Karin Decker mit Opel-Mitarbeitern
Karin Decker informiert vor den Werkstoren

„Opel muss in Kaiserslautern bleiben!“ Landratskandidatin Karin Decker bezieht eindeutig Position, wenn es um den Erhalt des Opel-Werks Kaiserslautern geht. Um gerade jetzt angesichts des Übernahme- und Schließungs-Pokerns durch Fiat ein deutliches Zeichen zu setzen und ihre Solidarität zu bekunden, verteilte sie am vergangenen Donnerstag Handzettel auf dem Opel-Gelände.

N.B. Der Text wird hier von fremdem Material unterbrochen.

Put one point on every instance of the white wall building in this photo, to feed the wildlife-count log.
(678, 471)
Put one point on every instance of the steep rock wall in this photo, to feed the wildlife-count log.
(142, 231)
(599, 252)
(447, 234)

„Dass, was derzeit in Sachen Opel durch die Presse geistert, zehrt nicht nur an den Nerven der Opelaner. Eine Schließung des Werkes wäre eine Katastrophe für die gesamte Region, denn auch andere Wirtschaftszweige, wie beispielsweise die Zulieferer, wären betroffen“, führt Karin Decker aus. Deshalb hat sie sich mit einer großen Mannschaft, darunter die Landtagsabgeordneten Margit Mohr und Thomas Wansch sowie Landrat Rolf Künne, vor die Werkstore begeben, um ihre Handzettel zu verteilen und das Gespräch mit den Arbeitern zu suchen.